Pakistan has significant economic incentive to exclude western countries from maintaining any influence in Afghanistan. (Jason Lee/Pool Photo via AP)
Pakistan sees China, not the United States, as its long-term strategic partner.
Pakistan has always viewed Afghanistan as a client state, a security buffer against what they consider potential Indian encirclement and as a springboard to extend their own influence into the resource-rich areas of Central Asia.
Now Pakistan has significant economic incentive to exclude western countries from maintaining any influence in Afghanistan.
It is called the China-Pakistan Economic Corridor, which is part of China’s larger Belt and Road Initiative that aims to connect Asia through land-based and maritime economic zones.
As noted by Forbes, “For Pakistan it’s a big infrastructure project, which could help the country make a big step forward, from emerging to a mature economy. For China, CPEC is the western route to the Middle East oil, and the riches of its ‘third continent,’ Africa. It also serves Beijing’s strategic ambition to encircle India, something that makes Pakistan a natural ally.”
An extension of CPEC to Afghanistan would benefit both China and Pakistan, whose economic goals include exploiting the estimated $3 trillion in untapped Afghan mineral resources. The withdrawal of the U.S. and NATO from Afghanistan would allow China to reap rewards from the reconstruction of the war-torn country, possibly as a quid pro quo for mining rights.

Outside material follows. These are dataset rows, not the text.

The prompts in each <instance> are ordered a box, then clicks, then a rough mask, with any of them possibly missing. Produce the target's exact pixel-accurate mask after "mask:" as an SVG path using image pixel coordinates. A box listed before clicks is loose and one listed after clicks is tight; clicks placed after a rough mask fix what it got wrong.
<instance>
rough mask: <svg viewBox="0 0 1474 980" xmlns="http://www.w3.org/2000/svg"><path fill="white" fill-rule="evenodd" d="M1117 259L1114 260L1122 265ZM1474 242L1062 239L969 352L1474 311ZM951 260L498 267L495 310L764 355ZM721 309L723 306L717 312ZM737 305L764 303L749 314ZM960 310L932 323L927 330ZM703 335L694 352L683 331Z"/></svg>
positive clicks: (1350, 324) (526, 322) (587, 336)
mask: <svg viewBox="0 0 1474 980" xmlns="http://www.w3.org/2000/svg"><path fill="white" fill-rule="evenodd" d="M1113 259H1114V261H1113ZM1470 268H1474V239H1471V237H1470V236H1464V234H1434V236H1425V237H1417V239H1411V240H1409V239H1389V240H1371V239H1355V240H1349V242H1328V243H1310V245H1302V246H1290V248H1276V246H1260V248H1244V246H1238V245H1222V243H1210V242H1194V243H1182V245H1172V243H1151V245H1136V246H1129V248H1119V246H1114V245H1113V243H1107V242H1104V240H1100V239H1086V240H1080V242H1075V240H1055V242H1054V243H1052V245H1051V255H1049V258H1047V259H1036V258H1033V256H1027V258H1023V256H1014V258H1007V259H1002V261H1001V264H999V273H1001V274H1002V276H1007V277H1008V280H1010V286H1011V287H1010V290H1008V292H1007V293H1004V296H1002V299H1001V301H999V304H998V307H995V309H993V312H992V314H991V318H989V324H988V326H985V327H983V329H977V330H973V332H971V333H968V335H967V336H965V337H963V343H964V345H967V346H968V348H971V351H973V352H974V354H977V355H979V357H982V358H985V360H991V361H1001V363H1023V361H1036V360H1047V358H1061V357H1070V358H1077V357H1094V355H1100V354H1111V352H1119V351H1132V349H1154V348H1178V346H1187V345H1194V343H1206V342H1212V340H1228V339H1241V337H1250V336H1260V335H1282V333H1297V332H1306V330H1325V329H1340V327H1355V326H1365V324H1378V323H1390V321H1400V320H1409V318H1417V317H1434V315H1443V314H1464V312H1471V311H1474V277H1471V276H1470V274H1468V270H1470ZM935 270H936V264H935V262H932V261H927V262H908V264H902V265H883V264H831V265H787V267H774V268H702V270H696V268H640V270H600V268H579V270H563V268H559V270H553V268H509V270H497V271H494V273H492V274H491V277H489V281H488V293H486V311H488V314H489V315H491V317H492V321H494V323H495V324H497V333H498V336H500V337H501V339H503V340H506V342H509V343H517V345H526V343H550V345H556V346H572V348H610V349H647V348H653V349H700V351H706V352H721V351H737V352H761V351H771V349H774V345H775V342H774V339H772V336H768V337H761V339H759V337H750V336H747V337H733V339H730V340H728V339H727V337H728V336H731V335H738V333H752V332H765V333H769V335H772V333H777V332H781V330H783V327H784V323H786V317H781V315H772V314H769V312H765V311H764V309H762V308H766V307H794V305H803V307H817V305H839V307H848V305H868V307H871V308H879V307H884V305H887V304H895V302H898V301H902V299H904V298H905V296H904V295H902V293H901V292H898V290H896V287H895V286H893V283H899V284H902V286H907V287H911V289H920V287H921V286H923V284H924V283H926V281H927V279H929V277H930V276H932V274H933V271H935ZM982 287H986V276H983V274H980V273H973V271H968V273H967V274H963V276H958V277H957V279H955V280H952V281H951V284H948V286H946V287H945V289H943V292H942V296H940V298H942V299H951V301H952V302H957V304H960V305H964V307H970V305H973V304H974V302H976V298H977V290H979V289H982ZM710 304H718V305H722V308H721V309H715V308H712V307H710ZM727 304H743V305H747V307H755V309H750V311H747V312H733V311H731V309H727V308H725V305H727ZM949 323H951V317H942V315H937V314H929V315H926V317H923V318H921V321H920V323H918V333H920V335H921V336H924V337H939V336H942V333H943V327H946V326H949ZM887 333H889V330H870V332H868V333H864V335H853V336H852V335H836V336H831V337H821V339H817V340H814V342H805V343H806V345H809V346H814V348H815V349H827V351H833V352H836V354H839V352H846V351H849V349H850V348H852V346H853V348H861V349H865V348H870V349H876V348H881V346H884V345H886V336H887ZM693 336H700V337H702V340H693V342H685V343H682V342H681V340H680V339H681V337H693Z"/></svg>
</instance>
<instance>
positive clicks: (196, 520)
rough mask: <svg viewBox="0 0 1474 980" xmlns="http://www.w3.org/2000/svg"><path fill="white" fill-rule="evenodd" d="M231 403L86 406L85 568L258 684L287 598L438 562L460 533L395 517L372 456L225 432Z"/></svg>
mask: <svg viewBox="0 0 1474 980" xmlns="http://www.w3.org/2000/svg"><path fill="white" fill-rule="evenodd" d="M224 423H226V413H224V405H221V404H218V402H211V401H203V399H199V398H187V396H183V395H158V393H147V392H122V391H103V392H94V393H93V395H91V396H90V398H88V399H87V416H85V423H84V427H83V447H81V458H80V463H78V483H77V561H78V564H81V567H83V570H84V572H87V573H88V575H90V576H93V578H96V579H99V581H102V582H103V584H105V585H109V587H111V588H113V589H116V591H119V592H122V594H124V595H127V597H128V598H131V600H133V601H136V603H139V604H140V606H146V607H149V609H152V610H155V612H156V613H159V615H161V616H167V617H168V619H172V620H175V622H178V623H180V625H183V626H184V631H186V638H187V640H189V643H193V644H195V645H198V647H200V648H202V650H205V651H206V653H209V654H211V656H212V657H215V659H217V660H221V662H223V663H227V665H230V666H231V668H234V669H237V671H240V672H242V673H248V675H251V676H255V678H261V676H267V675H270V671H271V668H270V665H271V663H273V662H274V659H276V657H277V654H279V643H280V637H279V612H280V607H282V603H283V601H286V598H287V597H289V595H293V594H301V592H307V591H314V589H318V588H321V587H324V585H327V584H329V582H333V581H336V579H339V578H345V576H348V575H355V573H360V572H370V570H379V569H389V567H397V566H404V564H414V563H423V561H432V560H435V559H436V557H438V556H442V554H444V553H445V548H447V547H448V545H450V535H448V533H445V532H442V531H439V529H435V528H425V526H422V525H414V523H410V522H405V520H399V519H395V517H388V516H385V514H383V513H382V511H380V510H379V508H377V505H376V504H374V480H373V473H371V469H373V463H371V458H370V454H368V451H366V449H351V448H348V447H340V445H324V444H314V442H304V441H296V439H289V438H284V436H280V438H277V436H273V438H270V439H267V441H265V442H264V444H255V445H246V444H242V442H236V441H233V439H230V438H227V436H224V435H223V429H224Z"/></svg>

Islamic militancy has long been one element of Pakistan’s foreign policy. As early as the 1950s, it began inserting Islamists associated with the Pakistan-based Jamaat-e-Islami into Afghanistan.
In 1974, then Prime Minister Zulfiqar Ali Bhutto set up a cell within Pakistan’s Inter-Services Intelligence Directorate (ISI) to begin managing dissident Islamists in Afghanistan. Pakistani President Zia ul-Haq (1977-1988) once told one of his generals: “Afghanistan must be made to boil at the right temperature.”
Pakistan’s present support for the Taliban is just a recent iteration of a long-held policy to influence or destabilize Afghanistan. The use of instability may have served its interests in the past, but Pakistan is holding the Islamist tiger by the tail.
It is not clear that a Taliban-controlled Afghanistan would cooperate in fulfilling Pakistan’s or China’s international plans or, more broadly, hinder them simply by providing a Petri dish for instability. During the period in the 1990s when the Taliban ruled Afghanistan, they three times thwarted one of Pakistan’s key foreign policy objectives, to recognize the Durand Line as the permanent border between the countries.
The success of the CPEC project depends on the stability of Balochistan, Pakistan’s largest province, where the CPEC ports of Gwadar and Karachi are located.
It is an ethnically mixed transnational region spanning southwestern Pakistan, eastern Iran and southern Afghanistan, where the Baloch people and the Pashtuns constitute the majority of the population, while the remainder comprises smaller communities of Brahui, Hazaras, Sindhis and Punjabis.
Since 1948, Balochistan has been the home of a festering insurgency waged by Baloch nationalists against the governments of Pakistan and Iran.
Pakistan may someday regret using the Taliban as an instrument of its foreign policy. Stability is a prerequisite for successful economic develop and it is a more difficult condition to create than instability.
Those who live by insurgency can also die by insurgency. Pakistan would do well to remember that.